When it comes to city appointments, the ?devil is in the details|

2.40.100 is just a number. (Well, sort of) It's not famous like 3.14 (as in pi) or 51 (as in Area) or 1 (as in 'the loneliest number that you'll ever do').

But as the number of a controversial municipal code, it's earned quite a reputation with the Sonoma City Council of late.

Municipal code 2.40.100 is the dictum whereby the City grants the Mayor the privilege of nominating candidates to open seats on local commissions. It works like this: Civic-minded folks apply for a vacant seat on, oh I don't know… let's say the planning commission. All the candidates are interviewed for 15 minutes by the Mayor and one other council member, then the Mayor nominates one of the applicants to the post. That nomination is then brought before the other four members of the council at their next meeting, and they will then consider ratifying the appointment.

It all sounds so boringly simple.

But things got sticky earlier this spring when two of Mayor David Cook's commission nominations were stonewalled by council members Gary Edwards and Rachel Hundley, neither of whom thought Cook's nominees were sufficiently qualified for their prospective posts. But instead of simply voting against the appointments, the nomination neutralizers on the council called for the removal of the ratification votes themselves from the meeting agenda.

Though both appointments were eventually ratified at a later meeting, it was a clear rebuke of Cook's appointment prowess, and one of the few public instances of disharmony on the council since it swore in three rookies at the end of last year.

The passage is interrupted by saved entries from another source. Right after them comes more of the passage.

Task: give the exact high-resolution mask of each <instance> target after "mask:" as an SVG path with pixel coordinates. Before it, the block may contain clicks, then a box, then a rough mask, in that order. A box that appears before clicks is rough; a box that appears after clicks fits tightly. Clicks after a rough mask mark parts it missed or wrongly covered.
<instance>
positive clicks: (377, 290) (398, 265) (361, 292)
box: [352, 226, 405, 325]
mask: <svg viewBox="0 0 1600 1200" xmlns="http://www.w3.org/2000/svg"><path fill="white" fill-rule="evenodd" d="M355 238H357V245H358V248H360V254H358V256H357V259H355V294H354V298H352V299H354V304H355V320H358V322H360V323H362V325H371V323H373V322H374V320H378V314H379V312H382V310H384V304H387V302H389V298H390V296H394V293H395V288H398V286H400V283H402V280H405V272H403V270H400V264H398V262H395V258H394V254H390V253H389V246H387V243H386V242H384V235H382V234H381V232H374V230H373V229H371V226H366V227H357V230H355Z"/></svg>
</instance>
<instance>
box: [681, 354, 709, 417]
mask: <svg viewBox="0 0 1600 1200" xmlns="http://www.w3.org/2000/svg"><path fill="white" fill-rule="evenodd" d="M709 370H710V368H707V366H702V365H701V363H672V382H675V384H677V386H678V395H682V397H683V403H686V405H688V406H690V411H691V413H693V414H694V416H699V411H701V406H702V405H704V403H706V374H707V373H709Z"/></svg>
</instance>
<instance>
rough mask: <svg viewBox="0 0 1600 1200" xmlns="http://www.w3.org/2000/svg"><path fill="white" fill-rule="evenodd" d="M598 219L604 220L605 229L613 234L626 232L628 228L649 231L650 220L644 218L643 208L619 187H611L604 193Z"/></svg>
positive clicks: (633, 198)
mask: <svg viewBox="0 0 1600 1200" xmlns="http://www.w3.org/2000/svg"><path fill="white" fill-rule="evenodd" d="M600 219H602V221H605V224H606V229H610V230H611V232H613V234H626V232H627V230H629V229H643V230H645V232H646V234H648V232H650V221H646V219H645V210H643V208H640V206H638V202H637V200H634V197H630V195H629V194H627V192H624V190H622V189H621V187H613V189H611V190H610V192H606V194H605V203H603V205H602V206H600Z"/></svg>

But more importantly, it brought up the question: Should the City change the way it appoints candidates to open commission seats? It's a question that the council is set to address at its next meeting on Monday, June 1.

To be blunt, yes it should. It's a process that relies far too much on a single person's acumen, or lack there of, at hiring people. The alternatives, however, can be problematic, as well.

Here's how a lot of cities do it: They bring up all the candidates at the beginning of a council meeting, and give them three minutes to make their pitch for the job before all five council members. As fair as this seems, it can also be a superficial method of selecting civic authorities, as attractive applicants with public speaking skills have a notable advantage over the nebbish do-gooder with a passion for design and review. Yet, it could very well be the latter who makes the better design and review board commissioner. A big free-for-all like that also favors city 'insiders' who may be known to the council members and sew up a couple of votes out of the gate based on that alone.

So what then – just keep letting the Mayor act as 'kingmaker'? Well, yes. Voters elect people to the council because they're entrusting them to make reasonable decisions on behalf of the town – that means not blowing it with your choice for citizens advisory commission.

And don't forget – the other four council members can reject the choice. And herein lies the problem with the current system – only one of those four (the one who joined the Mayor in conducting interviews) has any deep knowledge about the slate of applicants. Therefore, three of the council members are voting on an appointment they know little about. (Thus, they tend to blindly trust their mayoral colleague and vote 'aye.')

A simple solution is to open up the interviews to the entire council, giving the remaining three members a chance to sit in if they so choose. If they skip it, they've got little redress during the ratification process. Also, make sure all the candidate applications are available to the council members – you can tell a lot by a simple resume, and it would at least give the entire council a working knowledge of whom they're voting on.

Because when it comes to municipal code 2.40.100, it seems a little knowledge would go a long way.